U.S. Recession Starts Now, Economist Says at Auto Conference
It hasn't been officially declared, but the U.S. economy is now entering a recession, said an economist at the Auto Industry Hot Topics Conference here on Sept. 18.
"The economy has moved into recession," said David Wyss, chief economist for Standard & Poor's, which co-sponsored the conference with J.D. Power and Associates. "The recession should be mild because of the fiscal monetary stimulus -- but probably long," Wyss said.
A deeper recession is also possible if financial markets remain locked up, if oil prices rise, and if home prices continue to drop, Wyss said in a presentation.
A recession is usually technically defined as two consecutive quarters of negative growth in the gross domestic product.

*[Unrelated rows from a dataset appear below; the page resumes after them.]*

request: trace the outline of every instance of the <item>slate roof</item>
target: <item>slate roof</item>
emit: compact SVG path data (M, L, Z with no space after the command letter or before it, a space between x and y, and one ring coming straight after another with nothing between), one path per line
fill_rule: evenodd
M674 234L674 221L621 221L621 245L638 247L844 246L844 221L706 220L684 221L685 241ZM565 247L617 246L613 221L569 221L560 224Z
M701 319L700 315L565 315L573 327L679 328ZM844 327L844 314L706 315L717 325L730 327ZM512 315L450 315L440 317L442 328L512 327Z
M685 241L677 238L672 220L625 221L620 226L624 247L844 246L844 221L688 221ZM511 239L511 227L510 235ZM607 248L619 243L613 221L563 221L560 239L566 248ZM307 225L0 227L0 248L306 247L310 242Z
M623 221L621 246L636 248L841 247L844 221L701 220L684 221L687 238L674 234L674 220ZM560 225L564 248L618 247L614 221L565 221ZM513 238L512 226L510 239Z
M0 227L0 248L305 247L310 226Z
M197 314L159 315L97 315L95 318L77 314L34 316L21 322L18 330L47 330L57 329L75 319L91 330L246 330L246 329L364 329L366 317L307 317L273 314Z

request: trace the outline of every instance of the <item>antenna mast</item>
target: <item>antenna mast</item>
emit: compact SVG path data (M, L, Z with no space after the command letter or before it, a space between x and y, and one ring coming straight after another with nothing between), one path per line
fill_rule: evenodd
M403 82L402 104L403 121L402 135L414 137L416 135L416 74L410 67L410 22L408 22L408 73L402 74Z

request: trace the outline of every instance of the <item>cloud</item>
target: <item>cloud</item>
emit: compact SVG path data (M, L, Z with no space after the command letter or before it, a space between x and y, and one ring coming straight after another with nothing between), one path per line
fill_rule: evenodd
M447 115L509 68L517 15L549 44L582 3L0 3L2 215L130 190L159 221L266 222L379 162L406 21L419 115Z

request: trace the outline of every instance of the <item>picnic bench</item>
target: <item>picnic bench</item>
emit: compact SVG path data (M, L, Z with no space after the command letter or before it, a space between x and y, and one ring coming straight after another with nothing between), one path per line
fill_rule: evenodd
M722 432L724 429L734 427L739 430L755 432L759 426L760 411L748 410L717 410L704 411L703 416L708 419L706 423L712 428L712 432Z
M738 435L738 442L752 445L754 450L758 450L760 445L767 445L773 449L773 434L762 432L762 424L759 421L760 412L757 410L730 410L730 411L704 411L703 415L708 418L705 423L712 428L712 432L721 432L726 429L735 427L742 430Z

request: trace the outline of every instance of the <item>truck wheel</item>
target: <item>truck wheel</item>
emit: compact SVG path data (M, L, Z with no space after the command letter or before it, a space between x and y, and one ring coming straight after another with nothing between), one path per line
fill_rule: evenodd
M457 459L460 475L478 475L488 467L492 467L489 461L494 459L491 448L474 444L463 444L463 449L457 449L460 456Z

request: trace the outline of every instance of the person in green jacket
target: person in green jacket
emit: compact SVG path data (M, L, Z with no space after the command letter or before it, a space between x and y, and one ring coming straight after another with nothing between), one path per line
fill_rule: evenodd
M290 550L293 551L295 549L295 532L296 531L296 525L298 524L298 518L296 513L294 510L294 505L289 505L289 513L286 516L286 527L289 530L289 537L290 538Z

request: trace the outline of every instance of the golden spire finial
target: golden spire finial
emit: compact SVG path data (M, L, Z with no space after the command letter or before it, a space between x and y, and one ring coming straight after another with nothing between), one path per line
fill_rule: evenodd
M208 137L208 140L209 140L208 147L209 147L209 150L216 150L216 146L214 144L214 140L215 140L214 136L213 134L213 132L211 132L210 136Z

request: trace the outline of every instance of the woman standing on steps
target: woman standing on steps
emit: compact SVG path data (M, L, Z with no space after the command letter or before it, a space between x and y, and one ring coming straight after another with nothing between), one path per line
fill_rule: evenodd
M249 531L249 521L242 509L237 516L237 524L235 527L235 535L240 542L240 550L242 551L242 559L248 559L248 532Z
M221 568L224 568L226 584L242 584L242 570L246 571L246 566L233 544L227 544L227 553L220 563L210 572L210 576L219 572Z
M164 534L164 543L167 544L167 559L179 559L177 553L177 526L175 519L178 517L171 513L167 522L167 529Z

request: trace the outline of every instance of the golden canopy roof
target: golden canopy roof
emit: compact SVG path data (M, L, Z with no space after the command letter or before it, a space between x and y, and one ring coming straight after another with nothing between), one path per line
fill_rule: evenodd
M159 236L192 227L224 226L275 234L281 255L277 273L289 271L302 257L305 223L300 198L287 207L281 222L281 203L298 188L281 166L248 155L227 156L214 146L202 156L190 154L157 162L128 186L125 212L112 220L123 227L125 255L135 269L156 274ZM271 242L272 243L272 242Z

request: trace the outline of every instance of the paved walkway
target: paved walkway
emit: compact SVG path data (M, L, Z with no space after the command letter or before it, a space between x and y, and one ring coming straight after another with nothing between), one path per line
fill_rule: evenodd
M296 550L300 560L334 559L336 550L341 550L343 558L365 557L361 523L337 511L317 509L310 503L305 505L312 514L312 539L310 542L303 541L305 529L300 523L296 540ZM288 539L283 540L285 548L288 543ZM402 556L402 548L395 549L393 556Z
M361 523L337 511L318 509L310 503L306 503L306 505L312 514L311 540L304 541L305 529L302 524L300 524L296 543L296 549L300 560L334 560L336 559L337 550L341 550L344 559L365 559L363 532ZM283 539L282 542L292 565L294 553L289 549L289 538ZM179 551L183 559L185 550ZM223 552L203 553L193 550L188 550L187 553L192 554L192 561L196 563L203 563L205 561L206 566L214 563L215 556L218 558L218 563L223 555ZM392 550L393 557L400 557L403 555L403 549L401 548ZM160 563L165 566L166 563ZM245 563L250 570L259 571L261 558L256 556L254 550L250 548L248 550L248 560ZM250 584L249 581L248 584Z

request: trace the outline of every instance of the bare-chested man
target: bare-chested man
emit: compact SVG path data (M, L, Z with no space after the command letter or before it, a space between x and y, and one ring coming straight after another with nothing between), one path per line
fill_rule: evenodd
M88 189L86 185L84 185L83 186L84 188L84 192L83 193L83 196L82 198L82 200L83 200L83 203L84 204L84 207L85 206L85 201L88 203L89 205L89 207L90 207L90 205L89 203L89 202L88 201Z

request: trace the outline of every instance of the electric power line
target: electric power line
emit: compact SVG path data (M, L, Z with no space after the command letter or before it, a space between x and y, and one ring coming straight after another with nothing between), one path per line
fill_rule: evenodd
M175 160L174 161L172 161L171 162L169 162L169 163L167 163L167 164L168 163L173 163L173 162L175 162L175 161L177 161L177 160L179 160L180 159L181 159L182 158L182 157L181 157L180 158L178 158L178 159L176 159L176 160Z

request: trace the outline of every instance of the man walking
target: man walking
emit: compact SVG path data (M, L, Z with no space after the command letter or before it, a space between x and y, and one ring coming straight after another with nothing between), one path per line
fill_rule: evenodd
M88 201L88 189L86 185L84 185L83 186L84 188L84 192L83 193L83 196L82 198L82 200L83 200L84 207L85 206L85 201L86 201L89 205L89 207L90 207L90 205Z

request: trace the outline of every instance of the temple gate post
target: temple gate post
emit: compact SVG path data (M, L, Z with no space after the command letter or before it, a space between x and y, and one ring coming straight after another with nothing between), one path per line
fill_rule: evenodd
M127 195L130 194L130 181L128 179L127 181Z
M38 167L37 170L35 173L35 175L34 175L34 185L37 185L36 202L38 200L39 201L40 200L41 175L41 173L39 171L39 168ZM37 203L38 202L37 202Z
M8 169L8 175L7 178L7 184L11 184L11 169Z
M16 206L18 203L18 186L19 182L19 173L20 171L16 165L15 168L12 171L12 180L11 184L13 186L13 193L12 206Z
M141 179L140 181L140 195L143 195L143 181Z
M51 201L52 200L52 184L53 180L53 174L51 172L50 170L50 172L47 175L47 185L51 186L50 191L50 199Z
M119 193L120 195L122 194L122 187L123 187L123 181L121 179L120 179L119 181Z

That hasn't happened yet.
In fact, the federal Bureau of Economic Analysis said on Aug 28 in a preliminary report that the real gross domestic product in the United States grew at an annual rate of 3.3 percent in the second quarter of 2008, versus only 0.9 percent in the first quarter. So if anything, GDP improved as of the latest official measurement.
But that was before this week's stock market gyrations, and Lehman Brothers filing for bankruptcy protection on Sept. 15, generating fears that Lehman Brothers won't be the last domino to fall in the credit crisis.
Consumer spending was powering the U.S. economy, but Wyss said personal wealth is down because home prices declined, stocks are weak, borrowing is more difficult, and home equity loans are much less available. As a result, consumer confidence has dropped, so consumers are unlikely to keep spending like they were.
Robert Schnorbus, chief economist for J.D. Power, said the U.S. auto industry has already been in a recession for a while now, but a recession in the larger U.S. economy will of course hurt auto sales even more.
"The economy is important, but whether the economy is in a recession is not necessarily the most important question. The auto sector already is in a recession. But the factors in the larger economy are having the impact you would expect to see on the auto industry," he said.
Credit availability is a key question. "The auto industry as a whole is a very credit-intensive one," said Gregg Lemos Stein, a Standard & Poor's associate director. "You've got consumers financing their purchase, you've got dealers financing their inventory, and you've got the auto finance companies that need access to funding through asset-backed markets. It tends to be a downward cycle, as credit markets get tougher," he said.
Schnorbus said he's particularly worried about the willingness of banks to loan money to auto lenders, and through them to consumers. "You can't sell them if you can't finance them," he said.